The US census bureau have produced an export of street centerline coverage in the United States, Puerto Rica and the Island Areas since 1989, new versions of the data are released periodically on their website.
The TIGER/Line files contain a schema for describing address ranges:
5.12.4 Address Ranges
Linear address range features and attributes are available in the following layer: 'Address Range Feature County-based Shapefile'
The address range feature shapefile contains the geospatial edge geometry and attributes of all unsuppressed address ranges for a county or county equivalent area. The term "address range" refers to the collection of all possible structure house numbers between the first structure house number to the last structure house number of a specified parity along an edge side relative to the direction in which the edge is coded. All of the TIGER/Line address range files contain potential address ranges, not individual addresses. Potential ranges include the full range of possible structure numbers even though the actual structures may not exist. Single-address address ranges are suppressed to maintain the confidentiality of the addresses they describe.
The most relevant properties include (but may not be limited to):
property | description |
---|---|
LFROMHN | From House Number associated with the address range on the left side of the edge; SIDE=L |
LTOHN | To House Number associated with the address range on the left side of the edge; SIDE=L |
RFROMHN | From House Number associated with the address range on the left side of the edge; SIDE=R |
RTOHN | To House Number associated with the address range on the left side of the edge; SIDE=R |
PARITYL | Left side Address Range Parity |
PARITYR | Right side Address Range Parity |
For reference, this is how they define terms in their glossary:
4.1 Edge
A linear object (topological primitive) that extends from a designated start node (From node) and continues to an end node (To node). An edge’s geometry can be described by the coordinates of its two nodes, plus possible additional coordinates that are ordered and serve as vertices (or "shape" points) between these nodes. The order of the nodes determines the From-To orientation and left/right sides of the edge. Each edge is uniquely identified by a TLID. A TLID is defined as a permanent edge identifier that never changes.
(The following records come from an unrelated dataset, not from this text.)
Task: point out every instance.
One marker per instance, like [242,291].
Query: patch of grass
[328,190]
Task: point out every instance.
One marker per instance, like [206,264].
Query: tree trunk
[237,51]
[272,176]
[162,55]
If the edge is split, merged or deleted its TLID is retired.
4.10 Parity
Parity is an attribute field in the addrfeat.shp used to indicate whether address house numbers within an address range are Odd (O), Even (E), or Both (B) (both odd and even).
note: for a full list of properties see page 79 of the TIGER technical documentation.
A failed import of TIGER@2005 was attempted during 2005/2006, it was aborted and the data purged due to data integrity problems.
The first successful import was made in 2007/2008 using a some new ruby scripts, there is still some confusion around whether the importer Dave Hansen imported TIGER@2005 or TIGER@2006.
The TIGER import still has a long list of issues and the wiki clearly says "It is unlikely that the TIGER data ever will be imported again."
The TIGER import laid the foundations for the US road network in OSM and due to its lineage; inherited some of the TIGER/Line attributes mentioned above, a discussion of how those properties were mapped from one dataset to another can be found in the OSM wiki
===
For a full list of tiger tags in use see: taginfo, the most common metadata tags are:
total | tag | description |
---|---|---|
~13M | tiger:cfcc | Census Feature Classification Code (CFCC). replaced by MTFCC in 2007 |
~13M | tiger:county | Name of County followed by the abbreviated state name |
~12M | tiger:reviewed | no was set on all ways in the TIGER import. It is intended as a way of tracking TIGER fixup progress. However it does not succeed in this aim and is largely pointless |
~6M | tiger:tlid | TIGER permanent edge ID |
Additionally there are tags which provide a more granular representation of street names:
OSM Key | TIGER Field | Example |
---|---|---|
tiger:name | "#{fedirp} #{fename} #{fetype} #{fedirs}".strip | "NW Chester St S" |
tiger:name_direction_prefix | fedirp | "NW", "Southwest" |
tiger:name_base | fename | "Chester" |
tiger:name_type | fetype | "Street", "Ave" |
tiger:name_direction_suffix | fedirs | "S" |
And tags which represent address ranges:
OSM Key | TIGER Field |
---|---|
from_address_right | fraddr |
to_address_right | toaddr |
from_address_left | fraddl |
to_address_left | toaddl |
zip_left | zipl |
zip_right | zipr |
For each additional address range:
OSM Key | TIGER Field |
---|---|
from_address_right_1 | fraddr |
to_address_right_1 | toaddr |
from_address_left_1 | fraddl |
to_address_left_1 | toaddl |
zip_left_1 | zipl |
zip_right_1 | zipr |
et cetera
note: there are only ~1600 occurrences of from_address_right
and from_address_left
in OSM. see taginfo.
===
This is a more global/general approach towards defining house number ranges in OSM.
The wiki states that the tag value should be a numeric offset which indicates "the value to increment between house numbers" (so generally 2
in western countries which follow the 'zigzag' schema).
There are also special cases where the tag value is either the string odd
or even
(there is also all
but it is not clear what this means; presumably both).
In this case odd
is equivalent to having an offset 2
but also implies that the range starts at an odd number. The inverse is true for even
.
For a full list of addr:interpolation
tags in use see: taginfo, the most common tag values are:
total | tag |
---|---|
~1M | addr:interpolation=even |
~1M | addr:interpolation=odd |
~18k | addr:interpolation=all |
~1.6k | addr:interpolation=alphabetic |
~200 | addr:interpolation=4 |
~150 | addr:interpolation=1 |
~100 | addr:interpolation=2 |
It's natural to assume that the addr:interpolation
tag is commonly added to ways which also contain a highway:*
tag, looking at taginfo shows us that only 643
of the ~2M interpolation tags actually belong to road network segments.
The majority of addr:interpolation
tags are 'invisible ways' which represent the path along which the houses will sit, on the base map they look like this:
In the example above the mapper has entered the first node and last note of the sequence, they tagged each with the addr:street
and addr:housenumber
tags and then joined the two with a way which contains a single tag addr:interpolation:odd
, the way is represented by a dashed line.
This seems to be the most common use of the tag, in some cases the mapper is simply trying to cover a large amount of ground quickly, maybe they got tired of drawing the individual building outline for each house or maybe the area is still under construction, the wiki contains some additional tags for defining the confidence of the survey.
In some areas the interpolation values have been replaced by individual building outlines, in other areas it's more common, such as:
I would be interested in doing more research in to the amount of house numbers available in OSM using addr:street
and addr:housenumber
vs. using addr:interpolation:*
. It would take some time to compute but would make a great blog post.